Not an emergencym, just an injury question

Discussion in 'Emergencies / Diseases / Injuries and Cures' started by HeatherLynn, Jun 4, 2011.

  1. HeatherLynn

    HeatherLynn Songster

    May 11, 2009
    Kentucky, Cecilia
    I have 3 hens that my former Roo tried to tear to pieces. He is no longer a problem but those hens still look pretty bad. They have cuts on their sides and are still pretty bald. ( he has only been gone a week). So what can I do for these gals. I went ahead and started making aprons for them tonight. I am down to 1 roo to 18 girls now. Is a lightweight apron and extra feed sufficient. I have treated the actual wounds and they are healing but feathers are not showing up as of yet. Because of the extreme heat I made my apron out of doubled up white t shirt material. I wanted something that might deflect the sun a bit and still breathe but offer them a bit more protection.

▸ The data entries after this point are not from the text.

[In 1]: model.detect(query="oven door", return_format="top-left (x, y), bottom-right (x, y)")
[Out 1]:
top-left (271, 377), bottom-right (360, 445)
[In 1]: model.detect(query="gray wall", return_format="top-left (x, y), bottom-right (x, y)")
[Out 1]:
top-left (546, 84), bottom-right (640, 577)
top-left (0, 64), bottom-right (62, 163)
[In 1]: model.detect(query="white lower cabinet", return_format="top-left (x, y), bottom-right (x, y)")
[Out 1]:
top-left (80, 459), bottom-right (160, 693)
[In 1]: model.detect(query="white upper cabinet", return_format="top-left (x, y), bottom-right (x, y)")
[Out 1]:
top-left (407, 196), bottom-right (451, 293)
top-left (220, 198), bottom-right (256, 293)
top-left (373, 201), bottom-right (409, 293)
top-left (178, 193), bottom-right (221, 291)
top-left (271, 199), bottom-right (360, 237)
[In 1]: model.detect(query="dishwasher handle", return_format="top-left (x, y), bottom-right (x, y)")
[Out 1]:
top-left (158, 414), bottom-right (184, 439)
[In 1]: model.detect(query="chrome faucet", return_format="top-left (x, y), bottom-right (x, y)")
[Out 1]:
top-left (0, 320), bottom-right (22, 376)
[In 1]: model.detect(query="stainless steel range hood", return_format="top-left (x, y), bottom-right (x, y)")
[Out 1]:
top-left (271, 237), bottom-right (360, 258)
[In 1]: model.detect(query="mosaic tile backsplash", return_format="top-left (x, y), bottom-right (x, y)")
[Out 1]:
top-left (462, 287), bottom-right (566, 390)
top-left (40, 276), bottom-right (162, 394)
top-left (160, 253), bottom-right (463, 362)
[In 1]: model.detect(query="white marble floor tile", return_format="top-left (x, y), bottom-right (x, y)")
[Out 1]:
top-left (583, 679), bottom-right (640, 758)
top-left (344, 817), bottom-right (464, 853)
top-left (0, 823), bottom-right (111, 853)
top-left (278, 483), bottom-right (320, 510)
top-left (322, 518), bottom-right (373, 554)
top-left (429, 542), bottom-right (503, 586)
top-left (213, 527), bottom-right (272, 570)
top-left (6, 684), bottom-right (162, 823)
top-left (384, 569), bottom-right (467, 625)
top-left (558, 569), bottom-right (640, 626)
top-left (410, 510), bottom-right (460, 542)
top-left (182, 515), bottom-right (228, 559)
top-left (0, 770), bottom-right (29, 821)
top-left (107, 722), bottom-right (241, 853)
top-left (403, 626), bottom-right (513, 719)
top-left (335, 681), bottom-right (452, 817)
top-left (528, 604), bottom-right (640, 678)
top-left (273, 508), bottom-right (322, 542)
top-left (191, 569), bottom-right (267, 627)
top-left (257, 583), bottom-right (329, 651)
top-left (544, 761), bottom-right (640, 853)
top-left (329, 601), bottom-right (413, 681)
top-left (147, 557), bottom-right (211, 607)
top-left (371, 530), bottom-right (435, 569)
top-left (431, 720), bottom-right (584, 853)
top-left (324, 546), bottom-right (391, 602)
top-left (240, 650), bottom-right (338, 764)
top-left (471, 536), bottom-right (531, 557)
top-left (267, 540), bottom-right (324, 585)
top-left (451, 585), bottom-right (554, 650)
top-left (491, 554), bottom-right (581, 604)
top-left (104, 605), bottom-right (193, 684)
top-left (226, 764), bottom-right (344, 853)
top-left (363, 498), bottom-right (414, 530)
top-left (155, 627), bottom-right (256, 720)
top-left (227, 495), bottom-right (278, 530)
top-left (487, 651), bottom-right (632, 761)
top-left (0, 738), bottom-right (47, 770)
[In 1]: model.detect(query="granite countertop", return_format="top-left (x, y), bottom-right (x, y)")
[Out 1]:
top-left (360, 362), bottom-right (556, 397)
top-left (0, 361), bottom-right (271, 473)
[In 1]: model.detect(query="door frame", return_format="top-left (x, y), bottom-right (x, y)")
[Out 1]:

    Just looking for some experienced information in getting these girls back to their normal beautiful selves. One of these looks the worst and is almost entirely bald. When he attacked her she was so torn up I had to separate her from the others the first week to let her heal. He was gone the next day my husband had off and he spent a couple days in solitary before that. Honestly I am not sure this one will fully heal. I might be wrong and just judging because she looks so much worse than the others with so many feathers missing. Her apron is sitting on my desk right now and she will get it in the morning. Anything I can add to their feed? salves for the torn up one?
  2. BrattishTaz

    BrattishTaz Roo Magnet

    Jan 8, 2011
    Tampa Area, Florida
    I've seen some really bad injuries heal with no problems. You can add some protein to diet by adding some scrambled egg mixed with plain yogurt (the probiotics are good for her). I use Polysporin on my birds but Neosporin without pain meds will work too. If she seems weak, you could also give her a couple drops of Polyvisol without iron (infant vitamins) per day. Watch to make sure they are not pecking each other.

    Good luck. [​IMG]
  3. Opa

    Opa Opa-wan Chickenobi

    May 11, 2008
    Howell Michigan
    You are on the right track. Keeping the wounds covered with a antibiotic ointment for a few days is prudent and then it's just a matter of waiting for the wounds to heal and the feathers to grow back. Occasionally the damage will have been so severe that the bird recovers but the feathers never return but it is surprizing the damage they can sustain and still make a complete recovery.
  4. Judy

    Judy Crowing

    Feb 5, 2009
    South Georgia
    I agree, a little antibiotic ointment on the wounds would be good. If they are outdoors, watch them closely for maggots, too.

    Chickens heal from some pretty nasty injuries. Good luck!
  5. dawg53

    dawg53 Humble

    Nov 27, 2008
    Glen St Mary, Florida
    You can use denim (which is tougher as you know) with 100% cotton in it, which is breathable for aprons/saddles. Their feathers will grow back after their first full blown molt.
  6. HeatherLynn

    HeatherLynn Songster

    May 11, 2009
    Kentucky, Cecilia
    I am ever hopeful with these gals. He was a good roo but he losts a few of his ladies to dogs and after that he just got mean. At first it was just a little rough. I isolated him for a bit and he seemed to calm down. We let him loose and by morning I had some half bald ladies who needed medical care. The cuts are well scabbed over already. I put the salve on just for a bit of extra protection.

    I will give them extra protein at night and hope for the best. I am going to try to stitch the rest of the aprons tonight.